El cambio de un pais al otro es total, casi siniestro, parece increible que con un par de pasos uno pueda pasar de un mundo a otro. Villazón, el pueblo fronterizo de Bolivia, es una especie de mercado gigante y constante, donde se vende de todo a los gritos, como se venden los pasajes de micro en la terminal, y como se deben de vender todas las cosas en Bolivia. No recuerdo si pregun-tamos por la terminal o si la encontramos solos, caminando, siguiendo el derrotero interminable de los negocios de mercachifles. No conseguimos micro a Uyuni y la estación de trenes estaba cerrada, calculo yo que va a ser imposible conseguir un pasaje en tren.

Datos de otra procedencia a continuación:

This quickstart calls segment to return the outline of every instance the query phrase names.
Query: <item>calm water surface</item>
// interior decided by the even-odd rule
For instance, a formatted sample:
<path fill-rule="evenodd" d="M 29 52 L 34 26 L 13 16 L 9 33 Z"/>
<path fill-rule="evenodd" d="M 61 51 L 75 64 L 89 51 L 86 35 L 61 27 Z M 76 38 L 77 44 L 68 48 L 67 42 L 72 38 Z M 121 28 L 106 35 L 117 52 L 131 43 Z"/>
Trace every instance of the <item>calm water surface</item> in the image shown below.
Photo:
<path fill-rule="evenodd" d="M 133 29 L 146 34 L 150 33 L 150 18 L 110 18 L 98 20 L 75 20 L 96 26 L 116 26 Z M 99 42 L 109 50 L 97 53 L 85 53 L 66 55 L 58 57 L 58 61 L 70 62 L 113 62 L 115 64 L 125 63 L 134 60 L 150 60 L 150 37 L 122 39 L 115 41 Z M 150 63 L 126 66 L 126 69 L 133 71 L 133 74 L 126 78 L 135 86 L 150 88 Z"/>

Las calles en Bolivia son sucias como un basural de acá de Argentina, y eso que este país no es muy limpio que digamos tampoco. La gente tira la basura en la calle sin que les importe nada, y se pueden ver a los cerdos comiendo en una esquina los restos de papeles que alguna vez deben de haber envuelto alguna comida. El olor que hay no llega a ser nauseabundo pero es fuerte y muy hediondo, quizas sea un poco de la coca que mastican hasta el cansancio y luego escupen, y de algo más. El olor de la gente es fuerte tambien, no creo que sean muy adeptos al baño. Tampoco se ven muchos turistas del lado boliviano, eso en parte es un alivio porque ya estaba cansado de verles las caras a los porteños con mochilita y rastas que se la dan de superheroes en el norte argentino.
Encontramos hospedaje barato una vez más, un cuarto de cuatro camas al precio de uno de dos. Para reforzar mi teoria de que la gente se baña poco en estos lados, casi me electrocuto al intentar acomodar una ducha plastica y electrica, parecida a un colador, de la que salía un chorrito de agua ínfimo y helado. No cenamos, intente comprar un poco de fiambre en un almacen pero la vieja que atendía me tuvo media hora parado como un estúpido para después decirme que la chica del fiambre no estaba. De la rabia volví al hostel y ni intenté buscar otro lugar en el que en-contrar algo de comida. La idea es salir a las 7 de la mañana de acá, y aprovechando la diferencia horaria que hay con Bolivia, tomar el micro de las 7 a Uyuni, pero Alvaro no se siente muy bien, que no haya comido ni roto las bolas para comer es un sintoma de que quizas mañana nos ten-gamos que quedar de este lado otra vez.